Right - so I'm lazy when burning iso's and thought I'd throw out some tips when using Rufus for TC (and other stuff).
This is not meant to be a comprehensive tutorial, but is for the "wing it" crowd. Very unofficial.
Because Rufus burns the entire usb stick, there is no fancy partitioning with it. Thus for me, I only use it to boot and have persistence elsewhere, like on an HD, SSD, or even a second stick - usually formatted with a Linux filesystem like ext2,3,4. Do what you like.

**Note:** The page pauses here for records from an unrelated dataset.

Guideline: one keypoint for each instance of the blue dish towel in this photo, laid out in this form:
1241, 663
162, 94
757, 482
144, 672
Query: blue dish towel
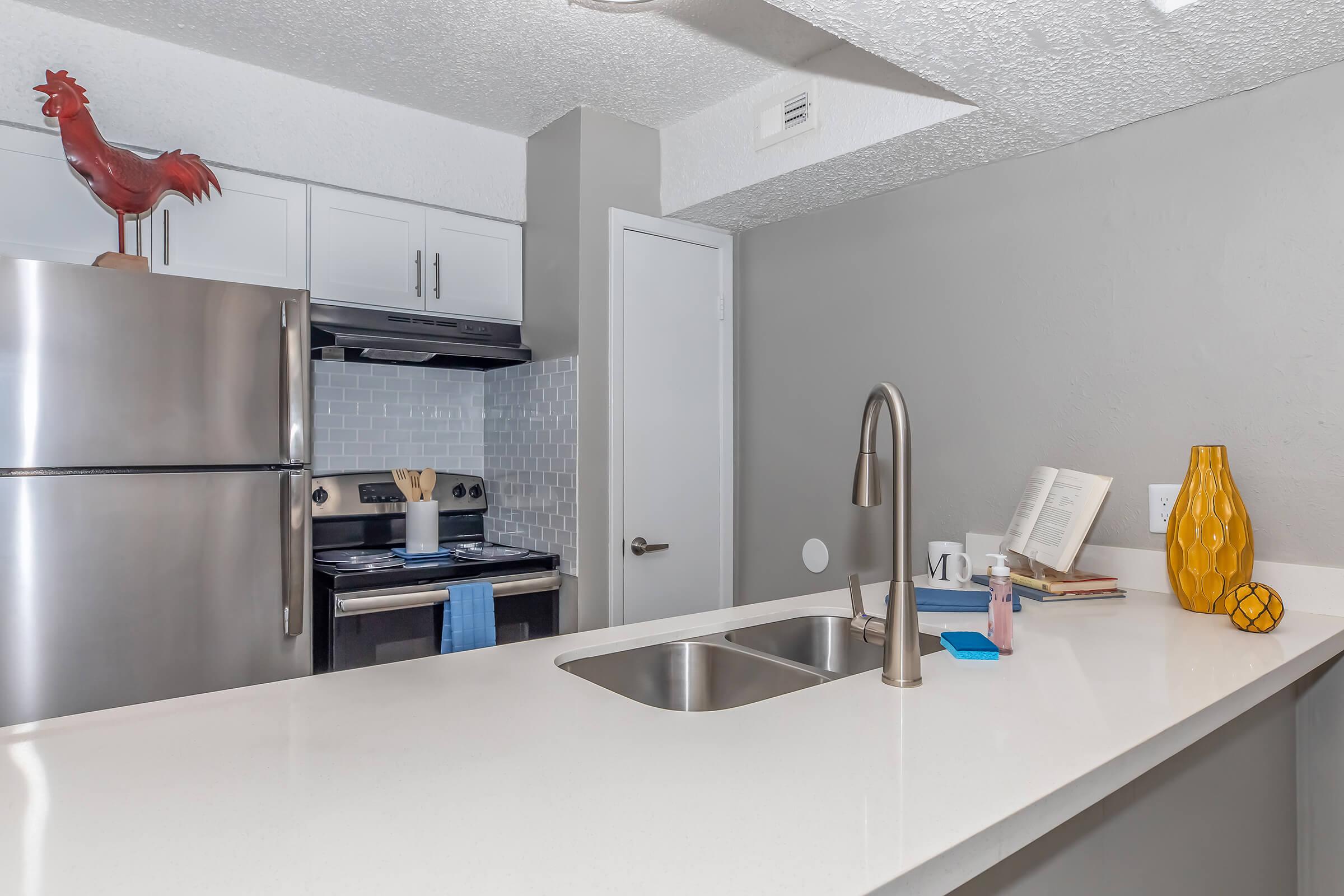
468, 617
951, 601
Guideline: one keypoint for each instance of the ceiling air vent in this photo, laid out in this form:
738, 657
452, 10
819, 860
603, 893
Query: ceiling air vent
787, 115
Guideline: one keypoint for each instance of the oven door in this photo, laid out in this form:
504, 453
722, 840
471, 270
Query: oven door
388, 625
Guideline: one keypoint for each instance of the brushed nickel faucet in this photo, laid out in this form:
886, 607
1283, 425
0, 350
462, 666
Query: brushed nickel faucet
899, 633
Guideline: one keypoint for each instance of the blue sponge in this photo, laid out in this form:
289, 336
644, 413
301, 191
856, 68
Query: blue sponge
969, 645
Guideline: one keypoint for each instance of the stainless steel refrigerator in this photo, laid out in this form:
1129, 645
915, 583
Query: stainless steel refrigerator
155, 450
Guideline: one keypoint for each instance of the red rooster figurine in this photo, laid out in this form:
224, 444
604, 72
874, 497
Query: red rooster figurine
129, 184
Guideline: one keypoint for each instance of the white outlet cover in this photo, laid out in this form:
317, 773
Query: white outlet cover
1160, 501
815, 555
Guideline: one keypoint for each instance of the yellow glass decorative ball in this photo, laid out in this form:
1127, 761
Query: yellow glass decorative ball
1254, 608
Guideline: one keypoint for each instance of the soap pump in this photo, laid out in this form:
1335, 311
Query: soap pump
1000, 604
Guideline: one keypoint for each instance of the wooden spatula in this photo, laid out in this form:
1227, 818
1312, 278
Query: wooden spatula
402, 477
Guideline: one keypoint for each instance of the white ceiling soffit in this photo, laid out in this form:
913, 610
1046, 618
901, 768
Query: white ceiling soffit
1042, 73
508, 65
861, 101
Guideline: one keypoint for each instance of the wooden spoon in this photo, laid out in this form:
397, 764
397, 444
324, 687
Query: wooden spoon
402, 477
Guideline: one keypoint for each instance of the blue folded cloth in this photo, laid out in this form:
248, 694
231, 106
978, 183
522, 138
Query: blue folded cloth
468, 617
951, 601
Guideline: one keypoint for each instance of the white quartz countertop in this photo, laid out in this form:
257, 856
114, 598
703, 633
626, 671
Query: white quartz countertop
498, 773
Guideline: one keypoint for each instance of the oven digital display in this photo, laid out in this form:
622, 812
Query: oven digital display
380, 493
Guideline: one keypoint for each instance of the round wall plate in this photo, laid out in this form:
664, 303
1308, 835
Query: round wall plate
815, 555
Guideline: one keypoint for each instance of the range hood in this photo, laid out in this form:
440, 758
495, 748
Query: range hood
371, 336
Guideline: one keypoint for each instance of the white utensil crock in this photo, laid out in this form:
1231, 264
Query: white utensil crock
422, 527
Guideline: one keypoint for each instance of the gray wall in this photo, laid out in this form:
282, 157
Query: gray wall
1173, 282
552, 241
1320, 781
604, 162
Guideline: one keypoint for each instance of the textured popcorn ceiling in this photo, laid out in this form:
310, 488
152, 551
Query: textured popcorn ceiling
1043, 73
508, 65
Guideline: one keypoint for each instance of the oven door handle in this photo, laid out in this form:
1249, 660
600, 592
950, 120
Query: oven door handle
357, 602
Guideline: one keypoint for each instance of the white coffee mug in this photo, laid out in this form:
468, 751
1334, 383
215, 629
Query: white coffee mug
944, 558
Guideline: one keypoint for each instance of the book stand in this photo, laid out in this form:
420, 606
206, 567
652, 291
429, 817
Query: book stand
1038, 568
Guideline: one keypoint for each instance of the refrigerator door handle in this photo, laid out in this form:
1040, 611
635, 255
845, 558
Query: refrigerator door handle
297, 551
295, 405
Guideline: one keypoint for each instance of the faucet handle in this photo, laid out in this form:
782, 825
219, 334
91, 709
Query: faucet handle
855, 595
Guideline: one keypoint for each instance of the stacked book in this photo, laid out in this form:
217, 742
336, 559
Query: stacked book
1061, 586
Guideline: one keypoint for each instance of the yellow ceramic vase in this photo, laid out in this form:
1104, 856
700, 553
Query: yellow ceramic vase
1210, 547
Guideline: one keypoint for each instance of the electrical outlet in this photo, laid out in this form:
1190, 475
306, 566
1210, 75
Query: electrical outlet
1160, 501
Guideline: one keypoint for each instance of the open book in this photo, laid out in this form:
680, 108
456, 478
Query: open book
1054, 515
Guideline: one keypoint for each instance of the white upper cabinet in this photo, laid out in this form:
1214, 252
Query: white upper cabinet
475, 267
367, 250
253, 231
50, 214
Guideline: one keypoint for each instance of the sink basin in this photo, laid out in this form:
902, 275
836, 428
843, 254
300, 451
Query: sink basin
740, 667
823, 642
693, 676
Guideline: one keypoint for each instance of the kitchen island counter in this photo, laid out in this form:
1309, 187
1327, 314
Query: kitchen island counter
498, 772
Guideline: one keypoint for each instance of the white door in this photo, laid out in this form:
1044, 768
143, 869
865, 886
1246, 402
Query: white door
50, 214
475, 267
254, 231
673, 361
367, 250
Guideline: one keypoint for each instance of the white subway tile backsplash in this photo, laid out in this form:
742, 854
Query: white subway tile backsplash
530, 459
514, 426
373, 417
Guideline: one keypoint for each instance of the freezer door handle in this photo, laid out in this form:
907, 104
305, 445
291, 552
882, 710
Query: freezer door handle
295, 405
297, 553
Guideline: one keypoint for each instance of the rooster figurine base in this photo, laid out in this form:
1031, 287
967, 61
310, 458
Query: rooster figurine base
122, 261
127, 183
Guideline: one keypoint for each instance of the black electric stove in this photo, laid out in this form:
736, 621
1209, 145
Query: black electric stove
373, 606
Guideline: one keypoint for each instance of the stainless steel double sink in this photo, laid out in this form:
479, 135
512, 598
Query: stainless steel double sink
740, 667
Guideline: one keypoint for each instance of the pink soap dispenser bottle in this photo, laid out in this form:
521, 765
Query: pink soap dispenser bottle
1000, 605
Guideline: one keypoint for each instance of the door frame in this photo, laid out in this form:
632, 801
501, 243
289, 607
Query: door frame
620, 222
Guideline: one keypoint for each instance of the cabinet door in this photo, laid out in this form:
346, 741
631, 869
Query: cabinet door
50, 214
475, 267
253, 231
367, 250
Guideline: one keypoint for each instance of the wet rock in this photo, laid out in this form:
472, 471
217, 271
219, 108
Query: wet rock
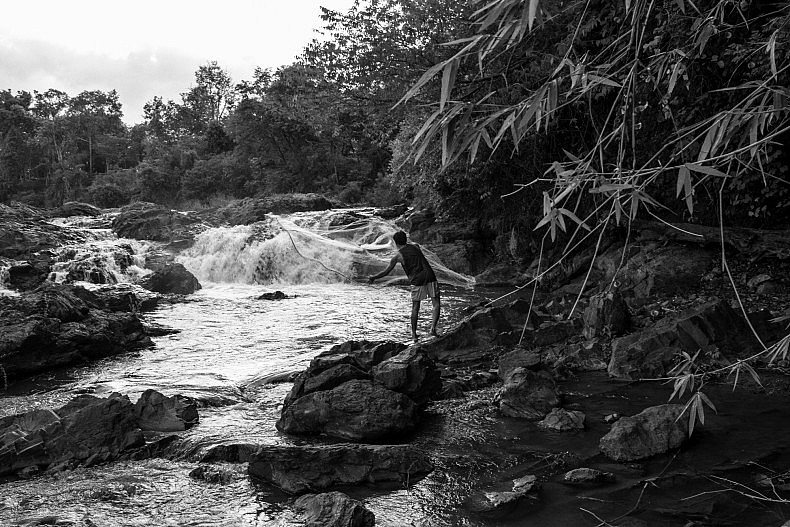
366, 353
25, 231
502, 499
392, 212
250, 210
649, 353
58, 325
411, 373
655, 269
212, 474
357, 410
299, 469
529, 359
148, 221
171, 278
528, 394
606, 314
75, 208
332, 509
157, 412
653, 431
87, 430
587, 477
275, 295
562, 420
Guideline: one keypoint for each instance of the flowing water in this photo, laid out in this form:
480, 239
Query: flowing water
230, 342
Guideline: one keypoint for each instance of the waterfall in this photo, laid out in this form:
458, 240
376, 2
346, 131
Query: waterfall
300, 249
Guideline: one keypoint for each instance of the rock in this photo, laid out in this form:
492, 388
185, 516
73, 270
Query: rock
757, 280
649, 353
299, 469
58, 325
587, 477
86, 430
75, 208
653, 431
148, 221
653, 268
392, 212
607, 314
528, 394
501, 499
250, 210
212, 474
25, 231
411, 373
529, 359
332, 509
171, 278
276, 295
366, 353
155, 412
563, 420
357, 410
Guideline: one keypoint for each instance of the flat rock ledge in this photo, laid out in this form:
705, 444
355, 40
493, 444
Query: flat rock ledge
301, 469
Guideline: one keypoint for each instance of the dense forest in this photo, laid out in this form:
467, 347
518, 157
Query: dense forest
666, 104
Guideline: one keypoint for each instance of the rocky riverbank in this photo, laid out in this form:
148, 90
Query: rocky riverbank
529, 409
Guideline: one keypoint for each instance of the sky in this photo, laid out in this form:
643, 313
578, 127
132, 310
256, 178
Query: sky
143, 48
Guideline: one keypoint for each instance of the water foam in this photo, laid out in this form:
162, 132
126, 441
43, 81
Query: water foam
302, 249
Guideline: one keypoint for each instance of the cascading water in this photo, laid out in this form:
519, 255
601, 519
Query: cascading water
302, 249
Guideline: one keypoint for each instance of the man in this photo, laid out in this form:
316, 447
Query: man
421, 277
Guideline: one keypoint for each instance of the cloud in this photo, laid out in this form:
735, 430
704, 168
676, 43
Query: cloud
138, 77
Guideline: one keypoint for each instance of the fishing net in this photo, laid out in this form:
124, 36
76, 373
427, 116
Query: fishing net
327, 247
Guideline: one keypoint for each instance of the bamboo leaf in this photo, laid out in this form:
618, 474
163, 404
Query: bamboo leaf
702, 169
533, 12
448, 79
575, 218
597, 79
708, 402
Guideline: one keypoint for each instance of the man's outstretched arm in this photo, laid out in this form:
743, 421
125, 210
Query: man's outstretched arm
386, 271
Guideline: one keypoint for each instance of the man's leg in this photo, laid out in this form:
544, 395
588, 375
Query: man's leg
415, 312
437, 308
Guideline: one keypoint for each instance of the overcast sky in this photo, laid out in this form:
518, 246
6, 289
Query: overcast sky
143, 48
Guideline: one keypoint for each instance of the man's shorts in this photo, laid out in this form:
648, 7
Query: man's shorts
429, 290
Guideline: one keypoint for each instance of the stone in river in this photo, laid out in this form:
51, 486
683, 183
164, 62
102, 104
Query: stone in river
357, 410
654, 430
300, 469
332, 509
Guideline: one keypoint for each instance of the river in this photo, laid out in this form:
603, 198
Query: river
229, 341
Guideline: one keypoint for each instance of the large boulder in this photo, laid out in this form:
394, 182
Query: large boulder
86, 430
357, 410
650, 353
562, 420
332, 509
159, 413
148, 221
25, 231
654, 430
528, 394
250, 210
655, 269
171, 278
300, 469
75, 208
606, 314
59, 325
411, 373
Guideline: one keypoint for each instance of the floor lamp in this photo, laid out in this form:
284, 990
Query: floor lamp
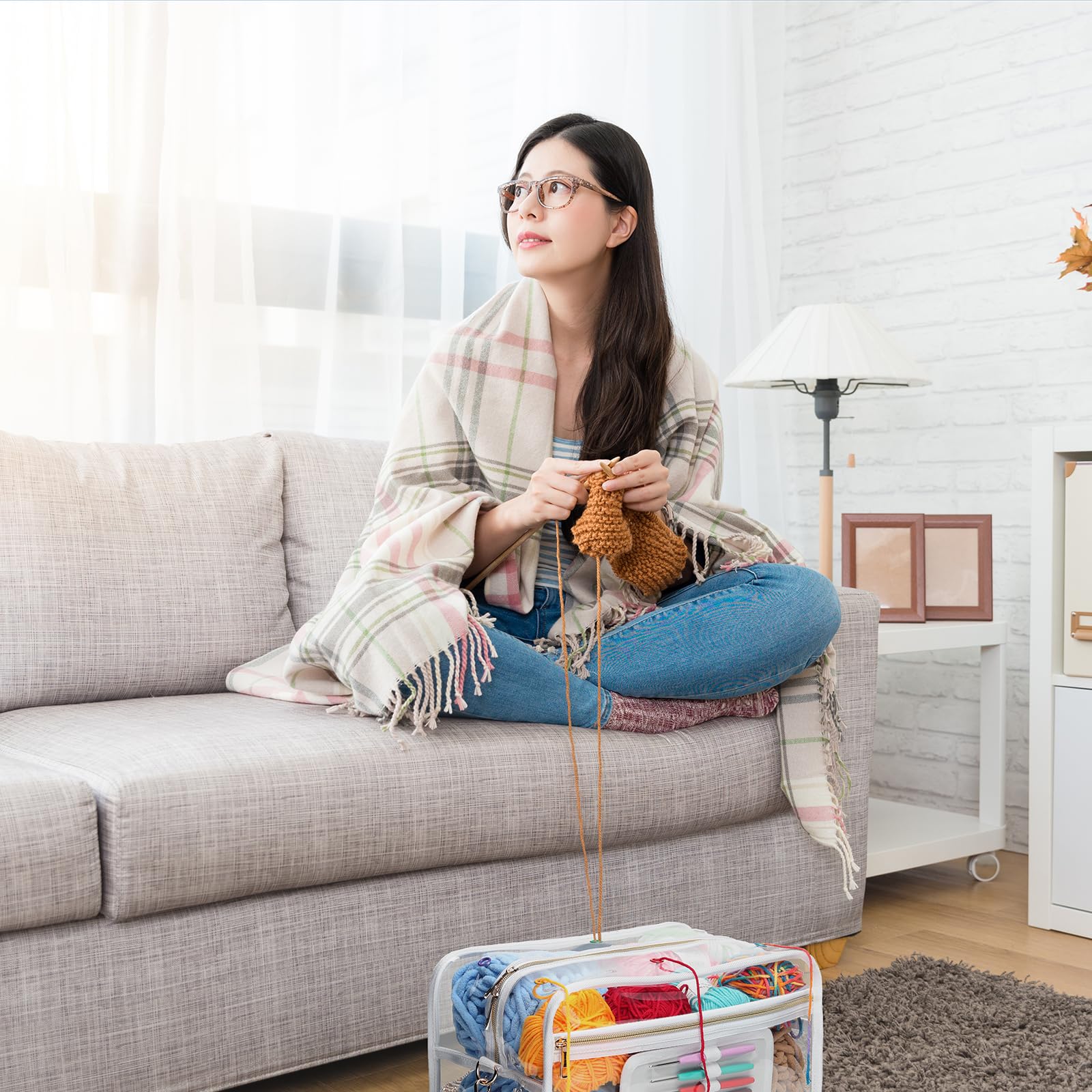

Why I like it: Unlike most other burners with perhaps a fixed algo for burning iso's, Rufus will let you try a whole number of options until you find on that works. My success rate is about 99% on TC and other projects because of this.
Please, use the latest version if you already have it from years past.
1) Download your favorite iso and stash it somewhere.
The default option is to select your downloaded iso, and it will burn it with the cd type iso method and the legacy mbr.
If that doesn't work, try again, but this time when the window pops up, try using the "dd" method.
If you have modern hardware with UEFI (probably want to disable "secure-boot" in your bios first), and don't want/can't turn off UEFI, try burning again, but this time, use the "GPT" format.
If you've chosen GPT (which means uefi only), you may still get the pop-up to try either the iso or dd method when you actually burn. Try them both.
In my case for TinycorePure64, I used GPT and the dd method.
UPDATES - if you are online, Rufus will notify you of program updates, but in some circumstances, it may offer to "update" cmenu, syslinux and so forth that are part of the downloaded iso itself. I normally decline to do that at first - I don't want to mess with the iso-author's own work.
So there you go - the total "wing it" guide. Kinda' hurts to write it, but maybe it will save someone some gray-hairs if all else fails.